Joe Posnanski, one of America’s leading sportswriters, enjoyed best-seller success with his previous book The Baseball 100 (2021), an unlikely but impressive feat for an 800-plus-page sports book that chronicles the greatest 100 players in the history of the game. Why We Love Baseball is an appropriate, and shorter, sequel. The device governing both books is the listicle. People these days seem more attracted to listicles than ever, quite possibly because they provide order and judgement in a country where a fair portion of the population seems to abhor both as contrary to emancipation and liberation. The listicle suggests everything in its right place, to borrow a song title, not quite a great chain of being, but a great queue of relative worthiness, the grand system or scheme of ranking. The listicle is the Top-40-ization of American taste. Everyone likes it because anyone can do it: make a list. It simplifies the art of criticism.

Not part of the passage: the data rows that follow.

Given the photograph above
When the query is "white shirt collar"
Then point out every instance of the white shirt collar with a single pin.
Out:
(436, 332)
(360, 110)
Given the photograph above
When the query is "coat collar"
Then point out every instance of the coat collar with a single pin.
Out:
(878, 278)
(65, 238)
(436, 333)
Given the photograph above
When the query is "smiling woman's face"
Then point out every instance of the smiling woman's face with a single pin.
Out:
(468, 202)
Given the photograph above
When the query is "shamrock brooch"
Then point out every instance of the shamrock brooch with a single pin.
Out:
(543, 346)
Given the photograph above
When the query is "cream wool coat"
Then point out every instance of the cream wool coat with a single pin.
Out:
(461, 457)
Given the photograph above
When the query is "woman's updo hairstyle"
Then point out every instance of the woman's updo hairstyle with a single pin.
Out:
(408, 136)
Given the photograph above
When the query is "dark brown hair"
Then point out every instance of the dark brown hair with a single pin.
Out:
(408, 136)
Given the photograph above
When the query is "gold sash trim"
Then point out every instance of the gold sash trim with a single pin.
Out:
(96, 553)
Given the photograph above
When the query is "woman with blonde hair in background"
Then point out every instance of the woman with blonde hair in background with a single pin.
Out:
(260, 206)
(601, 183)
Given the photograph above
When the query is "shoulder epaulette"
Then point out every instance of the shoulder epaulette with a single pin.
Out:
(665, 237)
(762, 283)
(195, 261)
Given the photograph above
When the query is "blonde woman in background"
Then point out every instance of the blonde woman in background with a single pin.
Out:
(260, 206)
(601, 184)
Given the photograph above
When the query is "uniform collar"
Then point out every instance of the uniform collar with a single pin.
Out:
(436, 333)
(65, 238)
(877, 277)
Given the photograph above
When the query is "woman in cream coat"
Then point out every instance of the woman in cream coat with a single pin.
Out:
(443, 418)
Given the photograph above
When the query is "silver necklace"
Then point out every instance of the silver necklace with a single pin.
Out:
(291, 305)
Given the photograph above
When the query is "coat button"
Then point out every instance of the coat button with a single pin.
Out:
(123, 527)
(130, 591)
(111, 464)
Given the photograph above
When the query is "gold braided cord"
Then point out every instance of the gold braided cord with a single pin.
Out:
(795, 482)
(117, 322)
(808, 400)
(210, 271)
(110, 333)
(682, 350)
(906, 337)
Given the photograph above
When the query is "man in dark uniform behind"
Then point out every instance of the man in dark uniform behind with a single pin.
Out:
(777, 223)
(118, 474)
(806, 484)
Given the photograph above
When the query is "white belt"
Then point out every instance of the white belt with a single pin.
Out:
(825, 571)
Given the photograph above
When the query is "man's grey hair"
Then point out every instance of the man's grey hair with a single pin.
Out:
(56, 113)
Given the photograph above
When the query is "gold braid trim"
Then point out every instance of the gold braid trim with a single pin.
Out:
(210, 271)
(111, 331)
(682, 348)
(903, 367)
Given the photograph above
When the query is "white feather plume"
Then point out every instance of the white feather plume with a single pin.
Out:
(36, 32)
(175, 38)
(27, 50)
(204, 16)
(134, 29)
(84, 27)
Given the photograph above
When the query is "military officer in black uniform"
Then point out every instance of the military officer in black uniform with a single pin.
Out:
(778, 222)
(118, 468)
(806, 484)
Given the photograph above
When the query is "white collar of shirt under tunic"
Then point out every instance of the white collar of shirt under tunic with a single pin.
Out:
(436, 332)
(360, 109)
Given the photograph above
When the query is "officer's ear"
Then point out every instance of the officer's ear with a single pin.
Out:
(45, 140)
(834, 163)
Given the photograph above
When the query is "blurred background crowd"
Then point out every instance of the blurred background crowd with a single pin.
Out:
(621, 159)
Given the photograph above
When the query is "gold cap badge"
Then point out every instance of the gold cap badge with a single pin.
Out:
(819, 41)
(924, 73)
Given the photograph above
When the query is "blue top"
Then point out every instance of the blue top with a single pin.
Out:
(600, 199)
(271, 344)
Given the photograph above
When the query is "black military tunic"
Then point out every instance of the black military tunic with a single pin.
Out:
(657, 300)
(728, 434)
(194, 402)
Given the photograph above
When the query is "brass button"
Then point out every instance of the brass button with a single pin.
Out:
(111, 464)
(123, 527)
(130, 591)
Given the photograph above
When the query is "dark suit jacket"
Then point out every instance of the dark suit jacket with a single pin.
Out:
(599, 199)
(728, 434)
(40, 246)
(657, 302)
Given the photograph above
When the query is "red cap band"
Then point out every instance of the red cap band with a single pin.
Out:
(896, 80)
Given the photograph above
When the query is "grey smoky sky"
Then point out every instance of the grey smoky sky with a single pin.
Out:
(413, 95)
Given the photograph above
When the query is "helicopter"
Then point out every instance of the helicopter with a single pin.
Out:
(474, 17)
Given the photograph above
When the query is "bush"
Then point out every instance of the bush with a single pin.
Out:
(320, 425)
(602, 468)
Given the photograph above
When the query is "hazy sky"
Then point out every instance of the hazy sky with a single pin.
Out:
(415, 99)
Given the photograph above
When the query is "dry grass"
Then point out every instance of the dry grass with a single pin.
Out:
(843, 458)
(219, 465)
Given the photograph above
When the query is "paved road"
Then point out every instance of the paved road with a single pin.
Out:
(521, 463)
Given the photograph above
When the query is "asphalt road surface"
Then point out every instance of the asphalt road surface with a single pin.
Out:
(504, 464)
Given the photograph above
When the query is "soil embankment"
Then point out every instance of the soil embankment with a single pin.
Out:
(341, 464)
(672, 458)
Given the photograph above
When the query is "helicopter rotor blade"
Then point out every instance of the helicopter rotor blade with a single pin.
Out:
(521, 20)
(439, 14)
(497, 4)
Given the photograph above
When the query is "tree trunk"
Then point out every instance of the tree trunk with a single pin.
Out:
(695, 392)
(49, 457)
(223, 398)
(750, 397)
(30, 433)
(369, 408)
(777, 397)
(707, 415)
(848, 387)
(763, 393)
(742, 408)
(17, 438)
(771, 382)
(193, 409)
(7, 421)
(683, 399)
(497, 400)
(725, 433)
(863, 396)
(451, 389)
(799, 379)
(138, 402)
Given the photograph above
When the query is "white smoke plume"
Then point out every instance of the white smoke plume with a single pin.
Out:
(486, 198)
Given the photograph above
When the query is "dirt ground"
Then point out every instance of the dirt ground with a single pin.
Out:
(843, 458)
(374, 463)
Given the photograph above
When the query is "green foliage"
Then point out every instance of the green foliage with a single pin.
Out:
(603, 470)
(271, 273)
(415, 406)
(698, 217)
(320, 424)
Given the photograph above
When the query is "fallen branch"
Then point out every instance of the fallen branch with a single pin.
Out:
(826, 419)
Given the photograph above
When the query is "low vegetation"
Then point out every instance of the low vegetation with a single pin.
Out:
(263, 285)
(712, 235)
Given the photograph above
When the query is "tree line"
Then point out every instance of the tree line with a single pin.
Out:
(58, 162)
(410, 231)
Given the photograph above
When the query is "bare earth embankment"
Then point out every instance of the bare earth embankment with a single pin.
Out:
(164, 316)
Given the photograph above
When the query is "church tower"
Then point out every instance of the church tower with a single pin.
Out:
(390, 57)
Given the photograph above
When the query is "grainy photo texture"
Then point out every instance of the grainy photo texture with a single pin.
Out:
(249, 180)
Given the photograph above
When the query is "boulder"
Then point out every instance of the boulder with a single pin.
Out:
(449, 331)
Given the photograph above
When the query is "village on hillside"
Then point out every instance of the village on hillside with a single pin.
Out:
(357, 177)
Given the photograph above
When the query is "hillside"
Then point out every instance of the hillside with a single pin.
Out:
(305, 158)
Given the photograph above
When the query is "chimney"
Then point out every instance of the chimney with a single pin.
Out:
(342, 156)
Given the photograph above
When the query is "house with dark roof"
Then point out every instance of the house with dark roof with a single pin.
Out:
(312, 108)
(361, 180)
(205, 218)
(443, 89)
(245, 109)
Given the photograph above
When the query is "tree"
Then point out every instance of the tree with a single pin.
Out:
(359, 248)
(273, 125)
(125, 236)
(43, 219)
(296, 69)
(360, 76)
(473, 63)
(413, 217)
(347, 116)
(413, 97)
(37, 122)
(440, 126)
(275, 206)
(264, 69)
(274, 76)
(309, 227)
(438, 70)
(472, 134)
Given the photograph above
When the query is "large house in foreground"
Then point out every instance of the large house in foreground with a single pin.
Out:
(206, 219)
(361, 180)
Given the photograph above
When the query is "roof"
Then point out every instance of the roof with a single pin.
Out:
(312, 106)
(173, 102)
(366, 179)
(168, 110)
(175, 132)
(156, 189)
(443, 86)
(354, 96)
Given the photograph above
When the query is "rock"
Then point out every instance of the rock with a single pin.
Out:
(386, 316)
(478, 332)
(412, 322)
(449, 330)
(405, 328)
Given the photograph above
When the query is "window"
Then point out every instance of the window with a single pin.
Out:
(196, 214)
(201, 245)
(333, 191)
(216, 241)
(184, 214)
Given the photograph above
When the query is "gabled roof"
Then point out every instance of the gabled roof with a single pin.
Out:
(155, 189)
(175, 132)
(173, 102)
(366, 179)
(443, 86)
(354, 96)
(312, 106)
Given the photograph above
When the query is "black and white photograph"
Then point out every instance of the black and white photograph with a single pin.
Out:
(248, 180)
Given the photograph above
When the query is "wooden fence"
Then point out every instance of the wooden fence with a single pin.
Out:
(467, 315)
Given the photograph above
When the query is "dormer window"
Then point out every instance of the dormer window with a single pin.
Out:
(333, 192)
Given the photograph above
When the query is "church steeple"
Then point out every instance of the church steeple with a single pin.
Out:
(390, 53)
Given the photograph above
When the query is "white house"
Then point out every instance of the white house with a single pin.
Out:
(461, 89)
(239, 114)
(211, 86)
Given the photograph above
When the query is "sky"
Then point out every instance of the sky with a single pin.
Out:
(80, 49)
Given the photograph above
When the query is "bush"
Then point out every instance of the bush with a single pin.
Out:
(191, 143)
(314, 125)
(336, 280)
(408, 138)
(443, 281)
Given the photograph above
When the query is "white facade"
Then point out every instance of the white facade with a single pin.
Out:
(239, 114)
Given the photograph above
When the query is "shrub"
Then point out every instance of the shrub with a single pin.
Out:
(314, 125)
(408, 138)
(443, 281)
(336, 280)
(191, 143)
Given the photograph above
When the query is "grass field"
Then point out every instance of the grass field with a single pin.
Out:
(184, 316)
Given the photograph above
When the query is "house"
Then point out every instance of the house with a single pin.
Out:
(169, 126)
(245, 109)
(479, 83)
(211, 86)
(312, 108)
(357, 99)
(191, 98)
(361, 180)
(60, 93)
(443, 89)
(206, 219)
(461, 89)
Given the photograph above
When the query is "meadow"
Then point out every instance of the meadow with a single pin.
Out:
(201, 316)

Why We Love Baseball is Posnanski’s list of the greatest moments in baseball history. “There are important moments in here, naturally, and also consequential and dramatic and game-changing moments,” he writes. “But there are also moments that are none of those things. Some are silly. Some are virtually unknown. … These are moments that have exhilarated us, enchanted us, lifted us, and yes, broken our hearts. These are the moments that have for more than a century made people fall in love with baseball.” (xx-xxi) As it happens, there are 108 moments in the book. The fifty countdown is interrupted by “five unlikely homers, five baseball trick plays, five baseball moments that melt the heart, five blunders that will never be forgotten,” (xxi) five duels, five meltdowns, five pitching oddities, five barehanded plays, five loud home runs, and five catches. As Posnanski reminds us, 108 is a magical number in baseball because the ball has 108 stitches. For baseball enthusiasts, magical thinking resides in the magic of numbers, the arithmetic of glory.

As a baseball fan, I found Why We Love Baseball an enjoyable book. It is well-written, tugging at the heartstrings one moment, being like Ripley’s Believe It or Not in another. There are lots of good portions here for St. Louis Cardinals fans: Tom Lawless’s 1987 World Series home run that barely made it over the wall and his bat flip that I am sure irritated the Minnesota Twins no end. Lawless hit only three home runs in his entire career. (3); Ozzie Smith’s incredible defense play against Atlanta in 1978 (Smith was still playing for San Diego at the time) (141-144); Bob Gibson getting revenge at an Oldtimers Game for a home run struck against him during his final game (177-179); David Freese’s otherworldly postseason in 2011. (193-198)

As Posnanski reminds us, 108 is a magical number in baseball because the ball has 108 stitches. For baseball enthusiasts, magical thinking resides in the magic of numbers, the arithmetic of glory.

There are well-known stories here, such as how the Yankees’ Reggie Jackson became known as Mr. October (183-187), how Jose Canseco misplayed a fly ball that bounced over his head and over the fence for a home run (180-182), Hank Aaron’s ordeal breaking the home run record (356-360), and Pirate pitcher Harvey Haddix’s 1959 12-inning perfect game against the Milwaukee Braves that he wound up losing (129-133). Other stories will probably be new to all but the most ardent baseball fan, dying knuckleball pitcher Joe Niekro teaching Chelsea Baker the knuckleball (19-22), Ponderous Joe Bauman’s 72 home runs in 1954 (63-69), or strikeout supreme Japanese pitcher Yutaka Enatsu purposely allowing a number of opposition batters to put the ball in play so that he could strike out the great home run star Sadaharu Oh in order to set a personal career record (85-89). Aspects of the book could appeal to people who are indifferent to baseball, but the book is clearly for fans.

As the season winds up and the postseason draws near, and as the Cardinals try to end a miserable season on a positive note (Cardinals pitcher Adam Wainwright finishes strong, as he had hoped), curling up with Posnanski’s book on an October night would be a nice way to pass the time.